A Roman room for entertaining visitors, courtesy of the Museum of London, England |
In Chelsea Quinn Yarbro's novel A Flame in Byzantium, one of the things that surprised me was how ordinary her protagonist Olivia seems. Becoming a vampire has granted her a long life, and she has to be careful when she visits others' homes, or attends parties, that she kindly rebuffs all attempts to offer her food or drink. So she excuses her non-indulgence with protestations as to her "delicate constitution." As a vampire, she seems to exist on blood, but this is a minor point for most of the novel. Drosos makes mention of her biting him when they make love, but as an army officer, he's stationed outside Constantinople for most of the story. She's carted boxes of her "native earth" from her villa in Rome, and she somehow draws strength from this. But really, little attention is paid to her vampirism throughout the five hundred pages of the story. More than anything, she hungers for the affection and love of Drosos, and when she realizes that the tide of public opinion is turning against her, and that she should flee Constantinope, she stays behind in the hopes of being reunited with Drosos. Aside from her affection, she regards the blood she has taken from him as a bond between them, one that she would gladly repay by sharing the rest of her life with him.

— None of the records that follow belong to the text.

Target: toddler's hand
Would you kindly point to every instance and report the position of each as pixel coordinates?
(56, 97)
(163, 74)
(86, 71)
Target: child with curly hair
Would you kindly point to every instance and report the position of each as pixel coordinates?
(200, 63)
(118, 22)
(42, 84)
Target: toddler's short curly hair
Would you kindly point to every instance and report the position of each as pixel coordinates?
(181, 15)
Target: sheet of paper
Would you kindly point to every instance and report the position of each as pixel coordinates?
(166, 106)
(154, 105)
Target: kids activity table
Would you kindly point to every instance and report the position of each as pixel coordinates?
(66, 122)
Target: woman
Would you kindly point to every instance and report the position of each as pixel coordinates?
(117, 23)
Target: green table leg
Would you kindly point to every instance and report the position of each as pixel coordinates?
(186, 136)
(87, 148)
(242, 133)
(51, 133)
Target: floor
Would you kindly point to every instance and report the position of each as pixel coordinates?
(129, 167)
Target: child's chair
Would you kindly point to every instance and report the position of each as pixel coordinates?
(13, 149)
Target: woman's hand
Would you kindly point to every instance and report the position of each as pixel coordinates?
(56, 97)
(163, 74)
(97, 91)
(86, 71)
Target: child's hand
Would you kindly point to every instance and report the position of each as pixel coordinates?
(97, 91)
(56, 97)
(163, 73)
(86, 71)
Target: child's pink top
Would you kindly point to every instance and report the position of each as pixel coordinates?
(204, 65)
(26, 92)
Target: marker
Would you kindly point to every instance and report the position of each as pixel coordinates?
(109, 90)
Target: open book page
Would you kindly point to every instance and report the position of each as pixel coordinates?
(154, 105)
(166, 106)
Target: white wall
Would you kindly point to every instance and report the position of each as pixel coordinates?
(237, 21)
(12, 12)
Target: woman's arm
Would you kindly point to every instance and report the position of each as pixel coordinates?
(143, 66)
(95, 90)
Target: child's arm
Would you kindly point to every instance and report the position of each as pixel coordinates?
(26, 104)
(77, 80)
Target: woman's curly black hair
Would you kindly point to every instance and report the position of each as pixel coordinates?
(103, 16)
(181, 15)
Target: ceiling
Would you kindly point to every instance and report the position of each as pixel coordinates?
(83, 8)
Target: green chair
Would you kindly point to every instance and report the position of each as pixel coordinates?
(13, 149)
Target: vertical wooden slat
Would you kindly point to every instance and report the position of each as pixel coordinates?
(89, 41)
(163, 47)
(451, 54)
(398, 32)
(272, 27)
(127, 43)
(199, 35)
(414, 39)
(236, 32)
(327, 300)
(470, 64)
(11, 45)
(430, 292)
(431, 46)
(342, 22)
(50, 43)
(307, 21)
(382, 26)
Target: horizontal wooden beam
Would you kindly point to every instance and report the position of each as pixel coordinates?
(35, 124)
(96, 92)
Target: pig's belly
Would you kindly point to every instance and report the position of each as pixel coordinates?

In introducing General Belisarius, and focusing on his struggle to hold Rome against the Ostrogoth invaders, I had anticipated battle scenes on the order of JRR Tolkien or Robert E Howard. Given the politics and undercurrents sweeping through Byzantine politics, I expected to find the streets of Constantinople awash in blood, as happened several times in HBO's "Rome" TV series. Yet with a few exceptions, any fighting, deaths, or tortures occurred off-the-page, and were merely remarked on later in the narrative, or by one of the characters. What Yarbro instead focuses on is the customs and protocols the characters must observe, and how people of various strata in society interact with each other. So when something terrible happens, for the most part we don't witness it. Instead of the gritty and graphic struggle-for-life I remember from False Dawn, A Flame in Byzantium gives us a sense of how these people lived out their everyday lives. We see what they eat and drink, the comforts that surround them, and those they interact with. Along the way, we witness how the actions and choices affect others, or eventually rebound against them. But aside from a few scenes, the story unfolds in a cultured and sedate manner, more like the PBS adaptation of "I Claudius" than HBO's "Rome."
But then, we all like wise, cultured, and loving protagonists. Even if they are vampires.